Le frasi che mi sono piaciute
“La salvezza è nella conoscenza”
“Ci isoliamo da tutto quello che non è la nostra realtà”
“Sotto una superficie serena c’è il buio profondo.”
Trama de “Figli, figlie” di Ivana Bodrožić
Una madre, una figlia, la sua compagna. Tre donne, ma una non può e non vuole esserlo. Tre punti di vista, inattesi, radicali. Lucija, la figlia, è costretta da un incidente a vivere segregata nel proprio corpo e immersa nel proprio pensiero. Nell’inerzia assoluta delle membra ma nella mobilità dello sguardo e della sensibilità prende atto di cosa significhi essere prigionieri di se stessi e degli altri, subire la volontà e i desideri altrui. Attorno a lei si muovono sua madre e Dorian, che dopo Lucija prendono la parola per raccontare la propria storia.
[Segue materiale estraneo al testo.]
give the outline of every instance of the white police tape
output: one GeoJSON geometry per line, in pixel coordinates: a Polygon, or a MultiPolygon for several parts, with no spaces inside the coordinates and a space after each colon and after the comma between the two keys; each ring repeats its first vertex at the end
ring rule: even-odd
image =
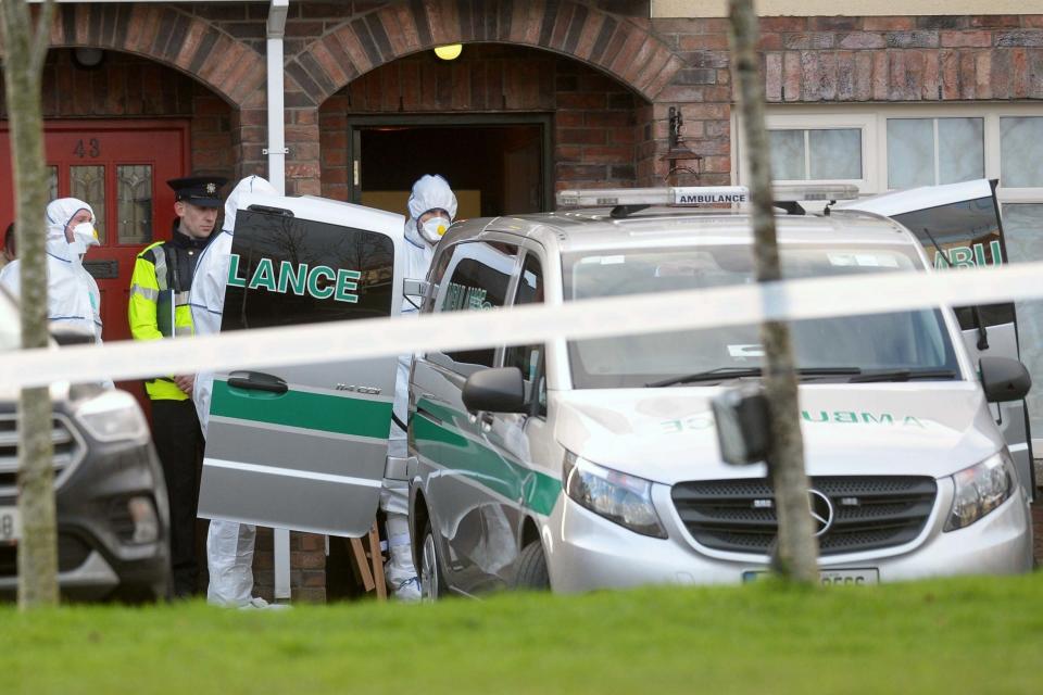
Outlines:
{"type": "Polygon", "coordinates": [[[9,353],[7,389],[284,365],[330,363],[412,352],[531,344],[680,329],[884,312],[993,304],[1043,296],[1043,263],[1001,268],[881,273],[377,318],[217,336],[110,342],[9,353]]]}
Dorian quando incontra Lucija è ancora Dora, una donna con dentro un uomo, poi ha scelto di iniziare la transizione della propria identità; da quando ha l’aspetto di un uomo tutto è cambiato nella sua vita, “basta alzare la mano, richiamare l’attenzione perché si venga presi sul serio, pagati di più, perché non si venga derisi, sfruttati, non si diventi oggetto di battute”. Dorian comprende e ama Lucija ma non è mai stato accettato dalla madre di lei, perché per questa donna la reazione naturale nei confronti del diverso è reprimerlo, ripudiarlo e punirlo. Eppure soffre a sua volta, succube da sempre della dittatura dell’altro: del padre, del marito, della suocera, della società. E’ una madre con due figli, Tomislav e Lucija, un maschio e una femmina: non li uccide come Medea, ma li divora per amore. Quando sarà lei a raccontarsi restituirà uno straordinario resoconto della propria vita segnata da ruoli e doveri, silenzio e dolore.
Il prologo
Parte prima
I.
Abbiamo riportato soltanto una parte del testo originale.